1. Notarisation:
  • Notarisation is a process where a notary public (me) verifies the authenticity of a document and the identity of the person signing it.
  • The notary public (me) adds their official seal or stamp to the document, indicating its notarised status.
  • Notarisation is typically required for various legal documents, such as affidavits, contracts, and powers of attorney.
  1. Apostille:
  • An apostille as a specialised form of authentication used for documents intended for use in foreign countries that are part of the Hague Apostille Convention.
  • An apostille is issued by a designated authority in the country where the document was issued.
  • It certifies the authenticity of the document and the signature of the issuing authority, allowing it to be recognised and accepted in other member countries without the need for further legalisation.
  • Basically the two countries agree that they trust each other due to the apostille.
  1. Purpose:
  • Notarisation primarily serves as a means of verifying signatures and ensuring the authenticity of documents within a specific jurisdiction.

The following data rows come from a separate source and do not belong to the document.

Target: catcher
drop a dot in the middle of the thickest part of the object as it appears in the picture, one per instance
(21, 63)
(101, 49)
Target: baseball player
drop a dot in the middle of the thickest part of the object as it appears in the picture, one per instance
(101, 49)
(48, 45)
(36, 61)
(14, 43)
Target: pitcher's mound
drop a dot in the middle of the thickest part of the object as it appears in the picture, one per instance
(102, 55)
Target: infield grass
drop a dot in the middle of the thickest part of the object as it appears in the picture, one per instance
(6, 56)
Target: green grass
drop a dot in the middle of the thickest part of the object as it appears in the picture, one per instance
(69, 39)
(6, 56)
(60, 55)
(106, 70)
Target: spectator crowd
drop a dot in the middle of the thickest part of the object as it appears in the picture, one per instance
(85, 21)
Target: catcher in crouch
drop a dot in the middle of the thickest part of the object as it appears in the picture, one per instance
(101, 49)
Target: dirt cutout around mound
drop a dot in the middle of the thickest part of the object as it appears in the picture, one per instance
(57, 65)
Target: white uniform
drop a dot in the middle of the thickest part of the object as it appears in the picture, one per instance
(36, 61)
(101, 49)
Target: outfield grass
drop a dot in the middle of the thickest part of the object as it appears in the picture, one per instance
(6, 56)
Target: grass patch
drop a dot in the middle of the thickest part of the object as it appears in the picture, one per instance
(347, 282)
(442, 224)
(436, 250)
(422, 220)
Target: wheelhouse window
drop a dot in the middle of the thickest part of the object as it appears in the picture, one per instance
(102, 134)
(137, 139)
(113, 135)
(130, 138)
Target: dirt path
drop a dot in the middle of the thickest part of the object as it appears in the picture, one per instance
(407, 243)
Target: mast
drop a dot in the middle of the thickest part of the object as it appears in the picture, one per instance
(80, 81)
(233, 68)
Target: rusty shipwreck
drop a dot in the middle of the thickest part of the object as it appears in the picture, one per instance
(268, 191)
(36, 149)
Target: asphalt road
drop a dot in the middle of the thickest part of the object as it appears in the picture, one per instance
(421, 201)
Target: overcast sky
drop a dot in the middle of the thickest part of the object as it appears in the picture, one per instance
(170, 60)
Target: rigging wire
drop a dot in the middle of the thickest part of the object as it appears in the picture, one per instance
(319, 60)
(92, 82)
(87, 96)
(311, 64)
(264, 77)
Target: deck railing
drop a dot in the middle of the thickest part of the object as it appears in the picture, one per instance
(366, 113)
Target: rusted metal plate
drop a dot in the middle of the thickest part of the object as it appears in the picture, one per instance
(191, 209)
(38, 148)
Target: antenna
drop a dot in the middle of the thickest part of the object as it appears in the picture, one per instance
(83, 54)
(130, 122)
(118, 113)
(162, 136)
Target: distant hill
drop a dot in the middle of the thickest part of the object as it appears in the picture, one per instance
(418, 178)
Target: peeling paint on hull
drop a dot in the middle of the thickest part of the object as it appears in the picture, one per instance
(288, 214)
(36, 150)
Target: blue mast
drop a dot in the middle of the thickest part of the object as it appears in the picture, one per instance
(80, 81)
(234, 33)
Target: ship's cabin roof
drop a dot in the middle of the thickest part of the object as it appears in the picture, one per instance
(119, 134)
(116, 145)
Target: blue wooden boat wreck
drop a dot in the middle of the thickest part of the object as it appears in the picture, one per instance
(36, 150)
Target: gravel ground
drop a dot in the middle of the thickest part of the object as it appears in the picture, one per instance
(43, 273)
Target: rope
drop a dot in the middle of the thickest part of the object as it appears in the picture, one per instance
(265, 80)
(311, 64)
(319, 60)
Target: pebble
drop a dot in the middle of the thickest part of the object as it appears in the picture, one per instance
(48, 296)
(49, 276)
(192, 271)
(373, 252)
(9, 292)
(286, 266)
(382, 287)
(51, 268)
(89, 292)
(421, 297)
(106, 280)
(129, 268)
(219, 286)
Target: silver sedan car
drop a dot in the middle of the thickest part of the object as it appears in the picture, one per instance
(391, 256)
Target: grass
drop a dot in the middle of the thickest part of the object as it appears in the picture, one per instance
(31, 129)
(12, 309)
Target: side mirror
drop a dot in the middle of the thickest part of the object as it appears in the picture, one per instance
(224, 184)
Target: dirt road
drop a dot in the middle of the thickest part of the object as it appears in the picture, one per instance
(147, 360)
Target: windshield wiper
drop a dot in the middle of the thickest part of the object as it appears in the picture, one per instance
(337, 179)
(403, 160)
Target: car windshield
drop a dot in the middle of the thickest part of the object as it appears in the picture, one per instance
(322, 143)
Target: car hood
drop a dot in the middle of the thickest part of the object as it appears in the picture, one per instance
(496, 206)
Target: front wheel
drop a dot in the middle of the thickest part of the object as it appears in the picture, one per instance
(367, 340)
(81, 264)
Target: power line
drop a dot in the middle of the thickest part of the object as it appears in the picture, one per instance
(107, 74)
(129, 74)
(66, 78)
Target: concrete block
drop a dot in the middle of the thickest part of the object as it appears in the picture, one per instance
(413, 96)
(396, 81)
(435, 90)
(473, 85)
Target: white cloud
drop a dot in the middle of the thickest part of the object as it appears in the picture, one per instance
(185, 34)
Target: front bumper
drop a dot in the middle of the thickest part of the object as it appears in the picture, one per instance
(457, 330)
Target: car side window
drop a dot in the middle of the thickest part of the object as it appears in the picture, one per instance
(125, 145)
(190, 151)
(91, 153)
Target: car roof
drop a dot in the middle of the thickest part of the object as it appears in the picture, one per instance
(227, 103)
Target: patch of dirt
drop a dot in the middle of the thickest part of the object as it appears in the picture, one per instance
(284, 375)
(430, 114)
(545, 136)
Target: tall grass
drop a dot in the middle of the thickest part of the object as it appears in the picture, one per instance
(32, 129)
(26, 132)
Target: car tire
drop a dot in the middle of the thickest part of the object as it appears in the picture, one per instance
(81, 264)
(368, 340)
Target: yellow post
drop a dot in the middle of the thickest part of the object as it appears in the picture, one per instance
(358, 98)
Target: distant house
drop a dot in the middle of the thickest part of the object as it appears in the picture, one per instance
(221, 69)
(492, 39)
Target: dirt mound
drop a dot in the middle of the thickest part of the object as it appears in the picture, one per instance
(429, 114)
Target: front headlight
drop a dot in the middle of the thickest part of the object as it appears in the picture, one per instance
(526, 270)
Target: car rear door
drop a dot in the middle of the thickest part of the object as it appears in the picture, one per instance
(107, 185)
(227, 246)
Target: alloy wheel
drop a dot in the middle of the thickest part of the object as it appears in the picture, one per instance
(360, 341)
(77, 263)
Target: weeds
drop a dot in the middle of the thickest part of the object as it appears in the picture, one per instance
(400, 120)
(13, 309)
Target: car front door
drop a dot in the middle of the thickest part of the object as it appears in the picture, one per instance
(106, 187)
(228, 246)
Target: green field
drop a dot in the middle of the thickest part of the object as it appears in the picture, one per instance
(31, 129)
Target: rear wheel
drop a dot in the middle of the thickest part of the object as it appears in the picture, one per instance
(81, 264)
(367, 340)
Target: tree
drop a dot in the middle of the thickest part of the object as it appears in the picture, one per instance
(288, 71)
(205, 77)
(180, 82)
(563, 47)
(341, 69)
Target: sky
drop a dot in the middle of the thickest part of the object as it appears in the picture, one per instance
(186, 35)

  • On the other hand, apostille is specifically designed for international recognition and is used to simplify the process of accepting foreign documents in countries that are part of the Hague Apostille Convention.
  1. Recognition:
  • Notarised documents may not automatically be recognized and accepted in foreign countries without additional steps, such as legalisation or obtaining an apostille.
  • Apostilled documents, however, are generally recognised and accepted in member countries of the Hague Apostille Convention without the need for further legalization.
  1. Applicability:
  • The need for notarisation or apostille depends on the requirements of the receiving country.
  • Some countries may require notarisation, while others may only recognise apostilled documents or have different authentication procedures altogether.